For practical implementations the use of goal weakening can be
extremely important. It is my experience that a well-chosen goal
weakening operator may reduce parsing times by an order of
magnitude.

The goal weakening technique can also be used to eliminate typical instances of the problems concerning the occur check (discussed in the previous subsection). Coming back to the example in the previous subsection, if our first goal

x(f(X),X)were weakened into

x(f(_),_)then the problem would not occur. If we want to guarantee that no cyclic structures can be formed then we would need to define goal-weakening in such a way that no variable sharing occurs in the weakened goal.

An important question is how to come up with a good goal
weakening operator. For the experiments discussed in the final section
all goal weakening operators were chosen by hand, based on small
experiments and inspection of the goal table and item table. Even if
goal-weakening is reminiscent of Shieber's restriction operator
[19], the rules of the game are quite different:
in the former case as much information as possible is removed
without risking non-termination of the parser.
In the latter case
information is removed *until* the resulting parser terminates.
For the current version of the grammar of OVIS, it turned out that
weakening the goal category in such a way that all information below a
depth of 6 is replaced by fresh variables eliminated the problem caused
by the absence of the occur check; moreover this goal weakening
operator reduced parsing times substantially. In the latest version we
use different goal weakening operators for each different functor.
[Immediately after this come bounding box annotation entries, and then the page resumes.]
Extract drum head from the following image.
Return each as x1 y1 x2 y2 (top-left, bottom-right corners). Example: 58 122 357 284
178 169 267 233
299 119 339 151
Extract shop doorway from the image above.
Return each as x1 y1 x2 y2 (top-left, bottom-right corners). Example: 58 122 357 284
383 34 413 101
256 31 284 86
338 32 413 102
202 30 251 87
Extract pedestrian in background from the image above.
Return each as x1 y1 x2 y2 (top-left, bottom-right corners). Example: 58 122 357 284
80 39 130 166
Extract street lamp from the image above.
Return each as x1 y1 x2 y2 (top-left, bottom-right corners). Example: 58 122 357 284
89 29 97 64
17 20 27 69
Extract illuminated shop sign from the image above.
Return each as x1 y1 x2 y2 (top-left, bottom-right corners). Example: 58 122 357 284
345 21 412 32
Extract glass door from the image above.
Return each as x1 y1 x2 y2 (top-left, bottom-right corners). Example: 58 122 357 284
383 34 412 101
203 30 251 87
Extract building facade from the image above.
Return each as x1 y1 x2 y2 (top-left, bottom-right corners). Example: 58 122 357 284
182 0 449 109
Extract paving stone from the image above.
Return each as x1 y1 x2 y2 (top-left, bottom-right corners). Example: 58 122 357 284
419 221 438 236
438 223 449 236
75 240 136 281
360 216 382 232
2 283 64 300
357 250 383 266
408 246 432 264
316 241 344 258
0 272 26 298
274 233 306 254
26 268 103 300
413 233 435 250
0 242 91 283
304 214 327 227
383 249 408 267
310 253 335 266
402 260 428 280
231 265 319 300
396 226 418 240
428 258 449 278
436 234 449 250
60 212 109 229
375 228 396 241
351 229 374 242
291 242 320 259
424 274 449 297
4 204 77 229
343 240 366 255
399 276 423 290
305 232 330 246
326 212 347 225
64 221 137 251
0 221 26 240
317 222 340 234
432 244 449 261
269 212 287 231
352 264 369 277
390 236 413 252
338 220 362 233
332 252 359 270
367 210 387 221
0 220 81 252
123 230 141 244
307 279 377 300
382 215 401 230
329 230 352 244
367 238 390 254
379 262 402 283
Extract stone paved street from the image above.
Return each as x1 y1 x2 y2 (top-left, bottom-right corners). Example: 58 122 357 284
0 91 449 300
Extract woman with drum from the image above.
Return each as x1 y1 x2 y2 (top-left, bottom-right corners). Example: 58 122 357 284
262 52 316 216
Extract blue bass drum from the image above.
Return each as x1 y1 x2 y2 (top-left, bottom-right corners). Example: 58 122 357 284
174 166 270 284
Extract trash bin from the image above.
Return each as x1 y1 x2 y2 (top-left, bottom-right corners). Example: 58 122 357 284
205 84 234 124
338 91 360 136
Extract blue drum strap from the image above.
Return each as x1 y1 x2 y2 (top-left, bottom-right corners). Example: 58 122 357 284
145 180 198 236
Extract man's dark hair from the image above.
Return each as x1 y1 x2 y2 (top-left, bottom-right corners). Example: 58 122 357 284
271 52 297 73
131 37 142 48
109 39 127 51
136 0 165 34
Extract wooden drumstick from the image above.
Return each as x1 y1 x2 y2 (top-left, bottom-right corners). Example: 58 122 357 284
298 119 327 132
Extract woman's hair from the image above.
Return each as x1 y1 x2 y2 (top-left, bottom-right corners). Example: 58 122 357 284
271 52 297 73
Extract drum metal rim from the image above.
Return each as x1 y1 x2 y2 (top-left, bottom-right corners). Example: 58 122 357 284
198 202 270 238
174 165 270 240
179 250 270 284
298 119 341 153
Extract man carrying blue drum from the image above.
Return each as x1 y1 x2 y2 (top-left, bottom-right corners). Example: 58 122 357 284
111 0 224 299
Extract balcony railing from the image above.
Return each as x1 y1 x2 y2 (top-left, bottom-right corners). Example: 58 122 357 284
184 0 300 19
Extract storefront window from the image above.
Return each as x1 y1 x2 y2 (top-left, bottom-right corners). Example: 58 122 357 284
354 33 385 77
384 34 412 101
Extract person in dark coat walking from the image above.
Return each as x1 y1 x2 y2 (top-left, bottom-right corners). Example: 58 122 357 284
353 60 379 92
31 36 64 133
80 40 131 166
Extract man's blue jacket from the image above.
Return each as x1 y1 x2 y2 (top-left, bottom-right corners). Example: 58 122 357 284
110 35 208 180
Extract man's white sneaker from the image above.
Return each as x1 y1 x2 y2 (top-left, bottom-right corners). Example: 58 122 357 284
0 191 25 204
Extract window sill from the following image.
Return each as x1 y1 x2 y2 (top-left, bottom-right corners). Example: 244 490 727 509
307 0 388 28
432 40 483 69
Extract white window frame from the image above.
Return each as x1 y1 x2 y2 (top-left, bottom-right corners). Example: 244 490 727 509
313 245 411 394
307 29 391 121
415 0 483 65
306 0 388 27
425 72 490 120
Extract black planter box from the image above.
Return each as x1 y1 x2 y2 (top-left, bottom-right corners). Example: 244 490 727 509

An interesting special case of goal-weakening is constituted by a goal-weakening operator which ignores all feature constraints, and hence only leaves the functor for each goal category. In this case the administration of the goal table can be simplified considerably (the table consists of ground facts, hence no subsumption checks are required). This technique is used in the MiMo2 grammar and the Alvey NL Tools grammar (both discussed in section 7).

1998-09-24